Memandang... Kumemandang jauh... Kepadamu yang begitu jauh.
Menunggu... Kumenunggu dirimu... Yang entah sampai kapan akan tahu... Apa yang ada di hatiku.
Seandainya... Aku bisa bertemu dan mengungkapkan segala rasa ini padamu, tentu saja akan lega rasanya. Aku tak perlu balasan cintamu. Karena kutahu aku tak akan mungkin bisa bersamamu. Aku hanya ingin kautahu segala isi hatiku. Dan jika bisa kuingin jadi sahabatmu.Â
"Kau yakin tak ingin bersama pria pujaanmu itu, Tiana?" suara Bibi Stella mengejutkanku, membuyarkan semua lamunanku.
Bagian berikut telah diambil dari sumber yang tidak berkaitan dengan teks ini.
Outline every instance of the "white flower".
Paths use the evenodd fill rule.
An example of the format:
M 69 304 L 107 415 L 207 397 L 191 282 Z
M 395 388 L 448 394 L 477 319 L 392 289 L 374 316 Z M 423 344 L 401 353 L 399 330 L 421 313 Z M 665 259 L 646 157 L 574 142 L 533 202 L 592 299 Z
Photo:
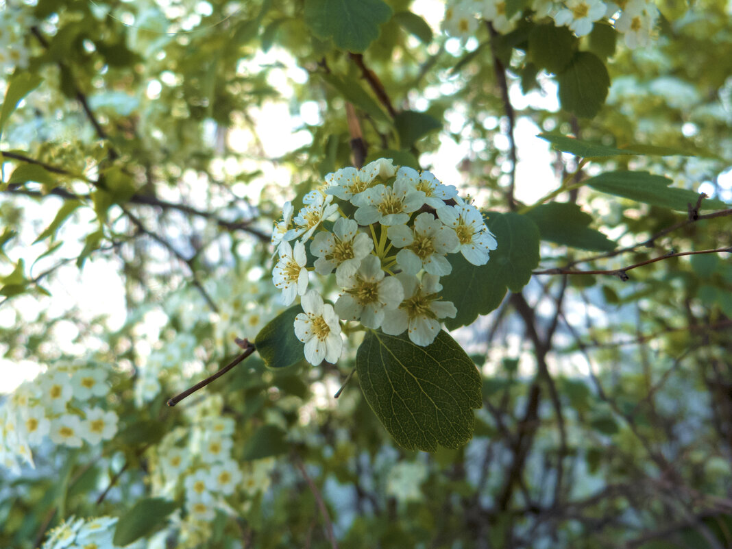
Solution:
M 496 249 L 497 243 L 477 208 L 460 201 L 457 206 L 440 208 L 437 216 L 455 229 L 460 241 L 460 251 L 466 259 L 474 265 L 488 262 L 489 253 Z
M 48 434 L 55 444 L 78 448 L 83 444 L 81 440 L 84 434 L 81 420 L 78 416 L 72 414 L 64 414 L 51 421 Z
M 108 441 L 117 432 L 117 414 L 105 411 L 101 408 L 90 408 L 84 411 L 86 419 L 81 424 L 81 436 L 90 444 Z
M 403 225 L 409 214 L 425 204 L 425 193 L 417 190 L 404 178 L 394 182 L 394 187 L 378 184 L 354 198 L 359 206 L 354 217 L 359 225 L 378 221 L 381 225 Z
M 234 493 L 234 488 L 239 485 L 244 476 L 236 461 L 227 460 L 211 468 L 210 478 L 214 491 L 230 496 Z
M 56 412 L 66 410 L 66 403 L 74 395 L 69 374 L 63 371 L 53 372 L 41 379 L 41 402 Z
M 340 356 L 343 340 L 340 324 L 333 306 L 324 304 L 315 290 L 310 290 L 300 302 L 304 313 L 295 317 L 295 335 L 305 344 L 305 359 L 317 366 L 324 359 L 335 362 Z
M 436 220 L 432 214 L 419 214 L 412 228 L 406 225 L 392 225 L 386 234 L 392 244 L 402 248 L 397 254 L 397 263 L 405 272 L 417 274 L 423 267 L 430 274 L 438 276 L 452 272 L 452 266 L 445 254 L 455 251 L 460 241 L 453 229 Z
M 381 329 L 389 335 L 408 330 L 412 343 L 425 347 L 435 340 L 440 331 L 438 319 L 453 318 L 458 310 L 451 302 L 438 301 L 438 292 L 442 286 L 433 274 L 424 274 L 421 283 L 405 273 L 397 277 L 404 287 L 404 301 L 384 319 Z
M 71 376 L 74 397 L 87 400 L 92 397 L 103 397 L 109 392 L 106 381 L 107 372 L 102 367 L 77 370 Z
M 577 36 L 589 34 L 592 23 L 605 16 L 607 7 L 600 0 L 567 0 L 567 7 L 554 15 L 554 22 L 569 26 Z
M 40 444 L 51 429 L 51 422 L 45 416 L 45 410 L 40 406 L 26 408 L 21 409 L 20 416 L 23 422 L 19 430 L 30 444 Z
M 313 199 L 310 203 L 301 208 L 294 220 L 296 228 L 285 233 L 283 240 L 290 241 L 301 234 L 302 241 L 307 240 L 323 220 L 328 219 L 338 209 L 337 204 L 330 203 L 333 200 L 332 196 L 324 197 L 319 193 L 311 196 Z
M 310 253 L 318 259 L 315 272 L 329 274 L 352 274 L 361 260 L 373 250 L 373 241 L 365 233 L 359 233 L 359 225 L 353 220 L 340 217 L 333 225 L 333 233 L 318 233 L 310 243 Z
M 399 280 L 384 277 L 381 261 L 376 255 L 365 258 L 354 274 L 337 280 L 346 293 L 335 302 L 335 312 L 344 320 L 360 320 L 367 328 L 378 328 L 385 310 L 396 309 L 404 297 Z
M 307 289 L 307 256 L 302 242 L 295 242 L 294 251 L 289 242 L 283 242 L 279 253 L 280 259 L 272 270 L 272 282 L 282 290 L 283 304 L 289 305 Z

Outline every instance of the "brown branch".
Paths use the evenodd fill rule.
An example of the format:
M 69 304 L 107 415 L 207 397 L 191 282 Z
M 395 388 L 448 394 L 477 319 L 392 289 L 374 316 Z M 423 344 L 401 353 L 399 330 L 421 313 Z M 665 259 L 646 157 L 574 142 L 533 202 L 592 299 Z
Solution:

"Bibi bicara apa. sih?" kataku. Bibi bisa membaca pikiran. Kadang aku benci dengan kemampuannya. Ia terkesan kepo, walau sebenarnya ia itu perhatian. Katanya, kepo is care. Tapi kepo itu kadang mengganggu kalau suasana hatimu lagi tak bagus.
"Sudahlah, tak usah menghindar. Bibi tahu apa yang kaupikirkan," katanya. "Kapten Radcliff tak akan tahu isi hatimu jika kau hanya duduk diam di sini memandangnya dari kejauhan. Duit tak akan jatuh cuma-cuma dari langit. Kau harus bekerja untuk mendapatkannya!"
"Aku ingin tapi aku takut...," gumamku.
"Lupakan rasa takutmu! Pergi dan temui dia! Hasilnya cuma ada dua, ditolak atau diterima. Semua ada risikonya. Bibi akan membantumu!"
* * *
Di sinilah aku... menunggu di ujung dermaga, menunggu munculnya Kapten Radcliff yang kupuja. Satu menit... Dua menit... Di menit ketujuh ia muncul di dermaga.
"Kapten Radcliff!" seruku memanggilnya.